Команда фанатов Джона Пола? Я ни на секунду не расслаблялся, но позволил себе углубиться в размышления. Если даже поймаю одного из них, думаю, к ним быстро придут на подмогу. Лучше всего, наверное, просто сбросить их. С другой стороны, они опять прицепятся, как только я вернусь к Люции.

Неужели придется после каждого занятия чешским часами выписывать круги перед тем, как вернуться на базу?

Вот бред.

Тут в дополненной реальности выплыло уведомление. Кто-то оставил комментарий в моем треде на USA. Я снова подключился к системе с ближайшей доски. Мне прислали карту, где цветными маркерами разметили весь городской транспортный трафик за последний месяц – вытащили из открытых источников чешского министерства транспорта. Специально предназначенный дирижабль на высоте двадцати тысяч футов постоянно кружил над городом и снимал перемещения людей, а затем эти данные заносились в единый файл.

Я внимательно изучил карту и увидел, что неподалеку расположен ужасно безлюдный переулочек.

Раз сам Джон Пол ускользнул, то нынешние преследователи – нежданная зацепка. Я снова двинулся в путь, по дороге разминая плечи и вообще неприкрыто разогреваясь перед дракой. Из «хвоста» остался тот самый молодой человек, который ехал со мной в трамвае, и его, кажется, моя гимнастика сбила с толку. У него не укладывалось в голове, что объект преследования может навешать ему тумаков.

Так что я застал его врасплох.

Я свернул в совершенно пустой закоулок. Парень в панике бросился за мной и тут же получил кулаком прямо в солнечное сплетение. Из горла вырвался странный звук, и парень осел на землю после первого же удара. Я, конечно, на то и рассчитывал, но прошло так гладко, что даже обидно.

– Надо же, – процедил я и продолжил его избивать.

Как бы там ни было, в первую очередь надо привести его в небоеспособное состояние. Довольно сложно поймать баланс между нокаутом и полной деморализацией противника, чтобы он уже не думал сопротивляться.

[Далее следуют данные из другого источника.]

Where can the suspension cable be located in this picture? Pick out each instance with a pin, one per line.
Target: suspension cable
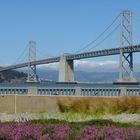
(98, 35)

Но, кажется, сегодня мне это удалось: просто я, главным образом, бил по лицу.

– Итак, – наконец заговорил я. – Мне очень интересно знать, кто ты.

– А сам-то? – опухшими губами прошамкал парень и тут же, не успев подняться с каменной брусчатки, получил со всего размаха мыском ботинка по почкам.

– Итак, – повторил я. – Мне очень интересно знать, кто ты. Пока не скажешь, никуда отсюда не уйдешь.

– Я никто, – ответил он.

Еще удар по почкам. Промазал: парня вырвало, как если бы я попал по желудку.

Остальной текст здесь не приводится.